Starting a business is often described as a leap into the void. But for this jump not to turn into a free fall, it is not enough to have a “good idea”. Behind the gleaming success stories of economic magazines hide thousands of failures, often caused by the same mechanisms.
By talking with buyers, mentors and seasoned entrepreneurs, we realize that the error is not in the action, but often in the preparation or posture. Here is a breakdown of the most common pitfalls to stay on course during your first year of launch.
1. Wanting a perfect product before launching
This is undoubtedly the most common trap: the “tunnel” effect. You lock yourself in your office for six months, tweaking each button on your application or each line in your catalog, to finally release a product that no one wants.
The risk: Wasting valuable time and upfront capital on unnecessary features.
The advice: Adopt the philosophy of Minimum Viable Product (MVP). Release an imperfect but functional version. It is the feedback from the field that should shape your offer, not your personal certainties. If you’re not a little ashamed of the first version of your product, then you released it too late.
2. Underestimate the need for working capital
Many entrepreneurs focus on the initial investment (purchase of stock, equipment, website) but forget the “during”. A company that makes sales can still go bankrupt if its cash flow runs dry.
The risk: Cessation of payment. Customer payment deadlines, falling social charges and unforeseen events can quickly suffocate a young structure. The advice: Build a rigorous management dashboard from day one. Always plan for a “safety pocket” equivalent to three or six months of operation. In entrepreneurship, cash is king; he is your oxygen.
3. Partnering for the wrong reasons
Entrepreneurship is a solitary adventure, and the temptation is great to join forces for reassurance or to fill a budget gap. However, a bad partner is the number one cause of death for startups.
The risk: Divergent visions that paralyze the company or exhausting human conflicts.
The advice: We do not join together out of friendship, but out of complementarity. If you are a commercial profile, look for a technical or operational profile. Above all, do not skip a clear partners’ agreement from the start, drawn up by a professional. It defines who does what and how we part ways if things go wrong.
4. Neglecting the commercial aspect in favor of expertise
Many designers are excellent technicians or brilliant creatives, but poor salespeople. They believe that the quality of their work will be enough to bring in customers. This is a dangerous illusion.
The risk: Have the best product in the world that no one buys. The advice: Spend at least 50% of your time on business development and marketing. Today, master the social selling or the network is no longer an option. You must be the first ambassador of your brand. If selling scares you, train or delegate, but don’t ignore it.
5. Wanting to do everything yourself
The “superhero” syndrome threatens every founder. We want to manage accounting, design, customer service and strategy. Result ? We burn out and become the bottleneck in our own business.

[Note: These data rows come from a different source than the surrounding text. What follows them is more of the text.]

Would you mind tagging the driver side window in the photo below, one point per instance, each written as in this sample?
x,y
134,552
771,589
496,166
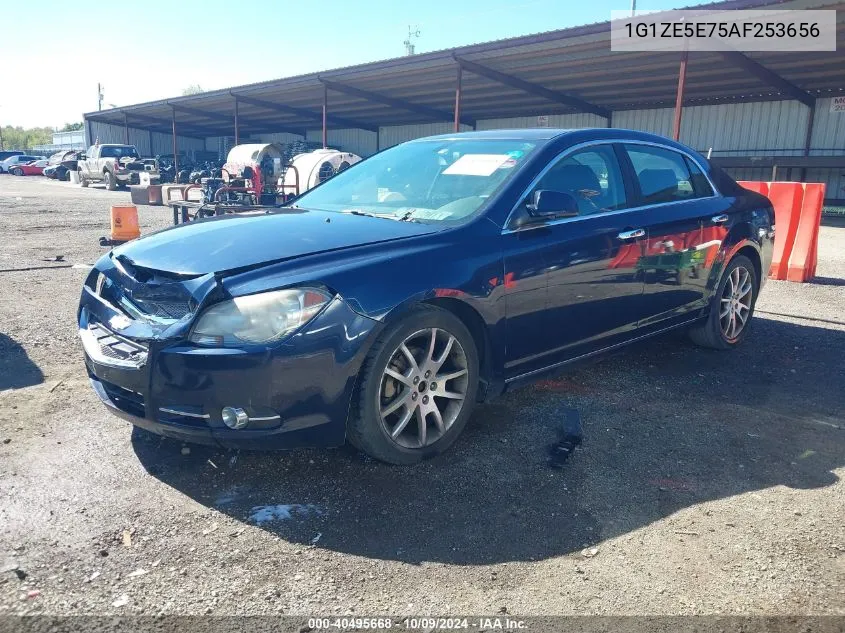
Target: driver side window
x,y
592,176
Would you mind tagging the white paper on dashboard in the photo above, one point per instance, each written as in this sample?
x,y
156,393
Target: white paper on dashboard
x,y
476,164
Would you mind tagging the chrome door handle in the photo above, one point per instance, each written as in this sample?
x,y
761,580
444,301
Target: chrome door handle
x,y
629,235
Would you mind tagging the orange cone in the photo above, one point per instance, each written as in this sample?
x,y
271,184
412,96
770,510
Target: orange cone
x,y
124,223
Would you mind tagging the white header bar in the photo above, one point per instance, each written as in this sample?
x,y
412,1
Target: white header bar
x,y
725,30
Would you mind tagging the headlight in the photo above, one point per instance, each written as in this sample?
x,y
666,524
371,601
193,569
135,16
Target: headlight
x,y
259,318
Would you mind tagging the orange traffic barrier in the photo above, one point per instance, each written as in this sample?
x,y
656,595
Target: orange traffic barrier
x,y
798,209
786,198
802,260
124,223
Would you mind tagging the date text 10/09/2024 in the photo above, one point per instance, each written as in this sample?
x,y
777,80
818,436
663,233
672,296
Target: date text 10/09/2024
x,y
418,623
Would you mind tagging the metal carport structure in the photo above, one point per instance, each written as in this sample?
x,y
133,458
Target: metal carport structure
x,y
566,71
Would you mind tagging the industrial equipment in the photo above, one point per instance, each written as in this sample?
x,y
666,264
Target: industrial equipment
x,y
258,176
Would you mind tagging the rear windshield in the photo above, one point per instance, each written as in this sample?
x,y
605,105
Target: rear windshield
x,y
118,151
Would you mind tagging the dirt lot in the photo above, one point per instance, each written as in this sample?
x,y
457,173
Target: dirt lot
x,y
707,482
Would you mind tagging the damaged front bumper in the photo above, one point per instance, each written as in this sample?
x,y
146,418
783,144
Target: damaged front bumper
x,y
296,393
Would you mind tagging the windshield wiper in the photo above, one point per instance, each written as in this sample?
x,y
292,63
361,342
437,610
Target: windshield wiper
x,y
389,216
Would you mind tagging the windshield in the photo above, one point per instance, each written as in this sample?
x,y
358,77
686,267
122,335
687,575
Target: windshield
x,y
429,181
118,151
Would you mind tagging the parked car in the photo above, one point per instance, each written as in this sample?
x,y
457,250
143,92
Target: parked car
x,y
382,305
35,168
115,166
18,159
4,154
62,163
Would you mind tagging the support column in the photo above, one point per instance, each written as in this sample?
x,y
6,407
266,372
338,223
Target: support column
x,y
237,135
808,138
325,116
679,99
458,100
175,148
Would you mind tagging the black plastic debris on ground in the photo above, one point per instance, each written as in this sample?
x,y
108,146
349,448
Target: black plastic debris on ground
x,y
569,437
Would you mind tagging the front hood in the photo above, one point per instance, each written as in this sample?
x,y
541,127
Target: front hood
x,y
246,240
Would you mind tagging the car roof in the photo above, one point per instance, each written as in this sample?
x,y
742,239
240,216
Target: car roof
x,y
575,135
527,134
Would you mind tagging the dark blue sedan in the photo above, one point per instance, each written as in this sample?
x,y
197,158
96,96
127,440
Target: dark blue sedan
x,y
382,305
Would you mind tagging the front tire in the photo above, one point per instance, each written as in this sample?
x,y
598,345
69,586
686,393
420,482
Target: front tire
x,y
733,306
418,388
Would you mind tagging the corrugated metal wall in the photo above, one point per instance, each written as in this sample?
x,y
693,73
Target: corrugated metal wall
x,y
279,137
361,142
771,128
395,134
763,128
655,121
828,130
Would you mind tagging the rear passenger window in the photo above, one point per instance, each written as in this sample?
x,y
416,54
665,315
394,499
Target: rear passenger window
x,y
666,176
592,176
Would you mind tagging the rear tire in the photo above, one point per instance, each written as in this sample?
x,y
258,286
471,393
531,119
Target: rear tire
x,y
412,408
729,320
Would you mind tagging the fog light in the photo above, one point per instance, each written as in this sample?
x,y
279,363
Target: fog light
x,y
235,418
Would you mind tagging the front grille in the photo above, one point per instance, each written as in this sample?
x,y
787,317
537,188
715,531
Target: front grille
x,y
116,347
125,399
162,308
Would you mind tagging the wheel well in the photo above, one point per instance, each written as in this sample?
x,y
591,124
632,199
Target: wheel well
x,y
476,326
751,253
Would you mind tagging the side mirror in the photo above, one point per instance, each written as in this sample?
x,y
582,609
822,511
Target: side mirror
x,y
548,204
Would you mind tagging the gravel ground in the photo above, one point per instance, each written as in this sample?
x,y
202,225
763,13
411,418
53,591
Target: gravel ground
x,y
707,483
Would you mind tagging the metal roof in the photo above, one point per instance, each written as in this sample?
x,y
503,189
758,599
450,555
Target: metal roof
x,y
556,72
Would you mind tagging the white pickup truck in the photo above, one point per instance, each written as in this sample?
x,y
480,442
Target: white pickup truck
x,y
116,166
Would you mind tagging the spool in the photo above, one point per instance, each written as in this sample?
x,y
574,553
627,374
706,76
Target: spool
x,y
124,223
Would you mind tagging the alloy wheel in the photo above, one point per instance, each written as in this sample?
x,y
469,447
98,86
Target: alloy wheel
x,y
423,388
735,305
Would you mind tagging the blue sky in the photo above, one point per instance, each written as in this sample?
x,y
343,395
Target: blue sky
x,y
55,52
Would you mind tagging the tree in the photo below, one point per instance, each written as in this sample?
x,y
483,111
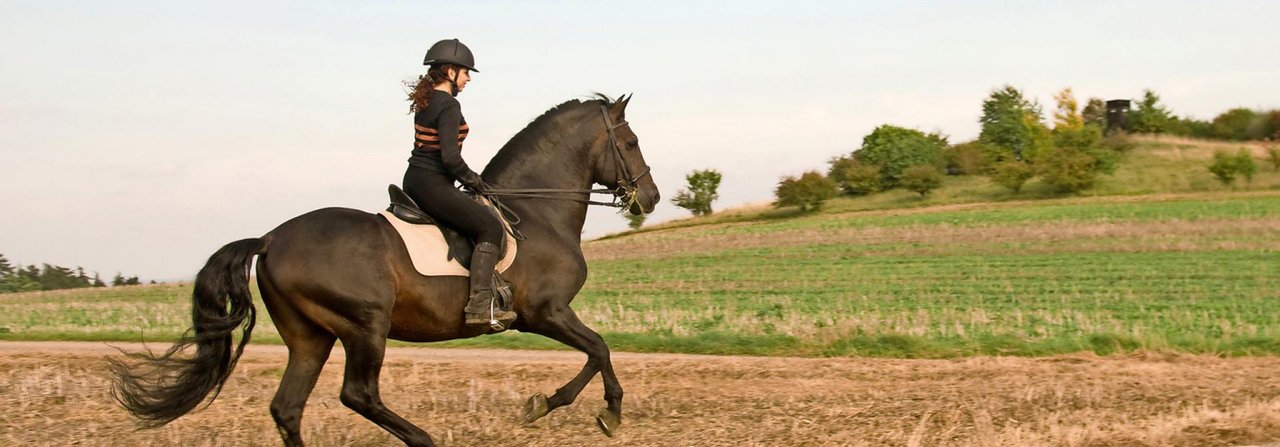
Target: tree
x,y
1011,174
5,268
700,194
1095,113
1150,117
967,159
1069,169
1013,126
855,177
894,149
922,178
808,191
1066,115
635,220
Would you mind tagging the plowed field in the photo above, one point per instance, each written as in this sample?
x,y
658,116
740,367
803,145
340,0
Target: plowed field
x,y
56,395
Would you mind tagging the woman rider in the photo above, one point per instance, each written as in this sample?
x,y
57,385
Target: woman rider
x,y
437,163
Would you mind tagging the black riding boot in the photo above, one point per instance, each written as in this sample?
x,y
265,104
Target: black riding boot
x,y
483,306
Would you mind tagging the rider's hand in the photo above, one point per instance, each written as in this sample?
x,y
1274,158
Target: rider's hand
x,y
478,185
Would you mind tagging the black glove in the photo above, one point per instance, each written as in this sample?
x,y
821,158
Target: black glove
x,y
475,183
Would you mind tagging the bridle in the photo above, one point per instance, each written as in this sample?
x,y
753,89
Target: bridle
x,y
624,196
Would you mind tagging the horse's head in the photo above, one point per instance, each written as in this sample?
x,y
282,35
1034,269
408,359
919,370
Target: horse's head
x,y
620,164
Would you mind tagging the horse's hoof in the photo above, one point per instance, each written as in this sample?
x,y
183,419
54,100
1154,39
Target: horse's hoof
x,y
535,407
608,422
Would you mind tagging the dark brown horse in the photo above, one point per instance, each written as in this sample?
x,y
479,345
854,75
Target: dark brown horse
x,y
344,274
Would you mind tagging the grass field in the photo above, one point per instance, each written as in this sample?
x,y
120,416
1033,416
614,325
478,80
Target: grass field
x,y
1169,263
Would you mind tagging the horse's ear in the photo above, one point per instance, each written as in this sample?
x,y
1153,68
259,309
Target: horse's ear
x,y
620,105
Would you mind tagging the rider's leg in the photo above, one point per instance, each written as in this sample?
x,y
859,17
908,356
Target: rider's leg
x,y
448,205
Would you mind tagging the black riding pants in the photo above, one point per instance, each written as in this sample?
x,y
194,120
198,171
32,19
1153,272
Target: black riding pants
x,y
435,194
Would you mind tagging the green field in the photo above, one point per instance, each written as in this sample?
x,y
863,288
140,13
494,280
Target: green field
x,y
1171,270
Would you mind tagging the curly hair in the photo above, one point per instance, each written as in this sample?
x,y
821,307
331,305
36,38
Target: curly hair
x,y
420,91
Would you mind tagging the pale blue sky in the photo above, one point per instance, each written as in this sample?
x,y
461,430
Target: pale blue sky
x,y
140,136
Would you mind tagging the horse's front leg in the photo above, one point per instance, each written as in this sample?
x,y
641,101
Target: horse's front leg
x,y
565,327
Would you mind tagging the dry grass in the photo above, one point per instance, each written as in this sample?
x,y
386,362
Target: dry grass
x,y
58,396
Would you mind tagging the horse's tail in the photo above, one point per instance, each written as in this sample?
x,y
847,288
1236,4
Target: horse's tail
x,y
160,388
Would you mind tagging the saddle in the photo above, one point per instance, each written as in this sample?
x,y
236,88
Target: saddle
x,y
426,240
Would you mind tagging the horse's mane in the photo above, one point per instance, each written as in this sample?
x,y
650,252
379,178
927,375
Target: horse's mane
x,y
543,132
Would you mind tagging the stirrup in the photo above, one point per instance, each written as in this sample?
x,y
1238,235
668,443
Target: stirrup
x,y
493,320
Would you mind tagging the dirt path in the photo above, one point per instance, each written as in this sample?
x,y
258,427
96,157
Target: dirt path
x,y
56,395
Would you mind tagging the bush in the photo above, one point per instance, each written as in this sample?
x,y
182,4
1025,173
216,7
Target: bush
x,y
1150,117
1118,141
922,178
700,194
855,177
894,149
1228,167
1078,137
1011,174
967,159
1011,124
1095,113
808,191
1069,169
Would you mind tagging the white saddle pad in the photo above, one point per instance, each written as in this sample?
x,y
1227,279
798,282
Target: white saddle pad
x,y
429,251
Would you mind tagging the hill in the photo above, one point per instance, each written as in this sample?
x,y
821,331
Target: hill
x,y
1159,256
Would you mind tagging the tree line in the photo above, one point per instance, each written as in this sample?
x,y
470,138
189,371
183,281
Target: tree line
x,y
1014,146
18,278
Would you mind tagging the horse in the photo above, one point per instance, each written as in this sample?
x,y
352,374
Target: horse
x,y
346,274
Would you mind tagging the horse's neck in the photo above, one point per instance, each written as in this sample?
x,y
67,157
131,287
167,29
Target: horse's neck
x,y
553,165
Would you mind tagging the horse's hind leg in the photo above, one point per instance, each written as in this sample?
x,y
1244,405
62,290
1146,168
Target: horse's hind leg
x,y
565,327
306,359
365,351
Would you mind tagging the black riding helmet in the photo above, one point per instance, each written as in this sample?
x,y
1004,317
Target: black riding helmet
x,y
451,51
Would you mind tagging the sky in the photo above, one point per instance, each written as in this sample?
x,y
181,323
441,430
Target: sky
x,y
137,137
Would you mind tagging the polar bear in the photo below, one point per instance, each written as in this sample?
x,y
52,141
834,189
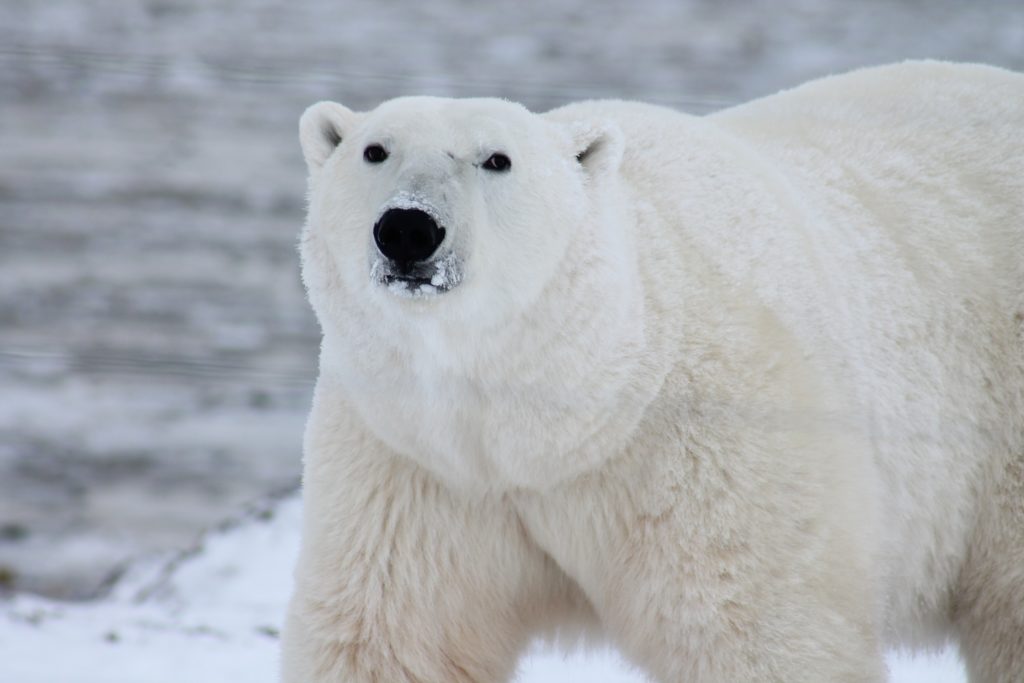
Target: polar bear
x,y
742,393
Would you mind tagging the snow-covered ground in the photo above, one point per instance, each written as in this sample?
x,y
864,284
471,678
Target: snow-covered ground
x,y
214,614
156,350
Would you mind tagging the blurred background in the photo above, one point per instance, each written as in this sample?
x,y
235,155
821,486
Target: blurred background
x,y
157,354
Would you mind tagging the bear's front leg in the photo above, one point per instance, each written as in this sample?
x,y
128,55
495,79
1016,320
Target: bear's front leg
x,y
714,565
401,581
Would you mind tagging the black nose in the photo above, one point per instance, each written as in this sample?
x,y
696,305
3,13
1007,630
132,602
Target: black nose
x,y
408,236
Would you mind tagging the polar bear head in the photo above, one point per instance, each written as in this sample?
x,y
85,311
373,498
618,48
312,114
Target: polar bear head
x,y
472,269
467,208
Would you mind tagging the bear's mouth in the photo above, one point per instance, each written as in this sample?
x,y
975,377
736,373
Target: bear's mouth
x,y
433,278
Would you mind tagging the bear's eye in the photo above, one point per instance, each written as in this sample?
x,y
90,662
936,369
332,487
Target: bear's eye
x,y
498,162
375,154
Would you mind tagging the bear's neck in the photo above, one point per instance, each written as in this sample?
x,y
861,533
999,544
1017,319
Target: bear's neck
x,y
547,397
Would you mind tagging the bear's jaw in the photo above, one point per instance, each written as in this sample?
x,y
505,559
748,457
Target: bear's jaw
x,y
431,279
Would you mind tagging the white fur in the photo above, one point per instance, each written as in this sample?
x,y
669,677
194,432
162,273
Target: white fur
x,y
743,393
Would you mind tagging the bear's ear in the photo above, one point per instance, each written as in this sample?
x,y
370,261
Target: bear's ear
x,y
597,144
322,128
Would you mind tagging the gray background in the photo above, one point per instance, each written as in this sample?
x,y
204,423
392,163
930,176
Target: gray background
x,y
156,351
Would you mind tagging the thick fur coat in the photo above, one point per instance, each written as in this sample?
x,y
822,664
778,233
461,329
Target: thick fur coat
x,y
742,393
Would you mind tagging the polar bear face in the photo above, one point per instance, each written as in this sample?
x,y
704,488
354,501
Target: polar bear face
x,y
466,208
469,265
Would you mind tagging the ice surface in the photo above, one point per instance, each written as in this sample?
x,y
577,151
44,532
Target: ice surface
x,y
214,614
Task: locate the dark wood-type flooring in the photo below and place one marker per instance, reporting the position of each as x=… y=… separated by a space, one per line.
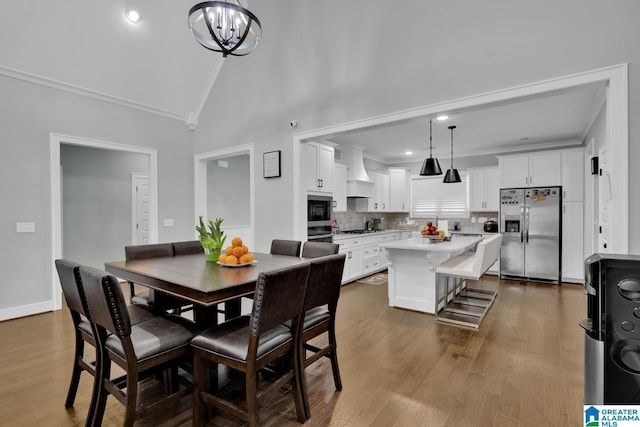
x=524 y=366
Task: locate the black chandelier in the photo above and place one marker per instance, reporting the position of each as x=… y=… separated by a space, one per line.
x=225 y=26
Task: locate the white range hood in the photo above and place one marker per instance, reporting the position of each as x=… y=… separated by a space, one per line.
x=358 y=182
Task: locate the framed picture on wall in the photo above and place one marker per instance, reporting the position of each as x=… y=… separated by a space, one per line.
x=271 y=164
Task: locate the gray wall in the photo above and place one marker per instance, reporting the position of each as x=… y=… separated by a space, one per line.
x=96 y=207
x=228 y=191
x=28 y=114
x=334 y=62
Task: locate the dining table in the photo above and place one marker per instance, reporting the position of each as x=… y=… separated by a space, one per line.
x=203 y=283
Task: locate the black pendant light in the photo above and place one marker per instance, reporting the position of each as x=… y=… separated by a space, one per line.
x=430 y=166
x=452 y=174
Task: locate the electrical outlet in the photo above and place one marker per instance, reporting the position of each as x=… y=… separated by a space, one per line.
x=25 y=227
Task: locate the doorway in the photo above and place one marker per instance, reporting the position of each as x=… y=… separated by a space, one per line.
x=237 y=206
x=56 y=141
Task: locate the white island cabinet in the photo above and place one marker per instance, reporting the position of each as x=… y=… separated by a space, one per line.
x=412 y=269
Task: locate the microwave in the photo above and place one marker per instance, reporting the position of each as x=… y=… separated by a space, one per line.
x=319 y=212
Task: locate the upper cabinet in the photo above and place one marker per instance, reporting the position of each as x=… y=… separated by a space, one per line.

The risk: Burn-out and a loss of strategic lucidity. The advice: Learn to delegate low-value-added tasks. Whether via automation tools, freelancers or experts (accountants, lawyers), your role is to stay “on” the company (the strategy) and not just “in” the company (execution).
6. Ignoring regulatory and environmental developments
In a rapidly changing economic world, particularly in Europe, ignoring the legislative framework can be costly. Sustainability and reporting issues are no longer reserved for large groups.
The risk: Finding yourself out of the game during contracts with large contractors or suffering administrative sanctions. The advice: Stay on constant alert. Integrating the principles of social responsibility (CSR) from the genesis of your project is not just a question of ethics, it is a major competitive advantage for attracting clients and talents.
7. Forgetting to test your market (for real)
“My friends think this is a great idea” is not market research. Your loved ones love you and don’t want to hurt you.
The risk: Entering a saturated or non-existent market. The advice: Go and confront your idea with strangers, ideally your target customers. Ask open-ended questions: what are their current problems? How much are they paying today to solve this problem? An intention to purchase is worthless until the customer takes out their bank card.
Conclusion: The learner’s posture
Entrepreneurship is not an exact science, it is a lifelong learning process. The biggest mistake would ultimately be to believe that we know everything.
Successfully launching your business requires a subtle blend of fierce determination and deep humility in the face of market realities. By avoiding these seven pitfalls, you don’t guarantee success (no one can), but you give yourself the means to stay in the race long enough for your vision to reach its audience.
Keep in mind that each failure is additional data for your next success. The important thing is not to never fall, but to fall forward.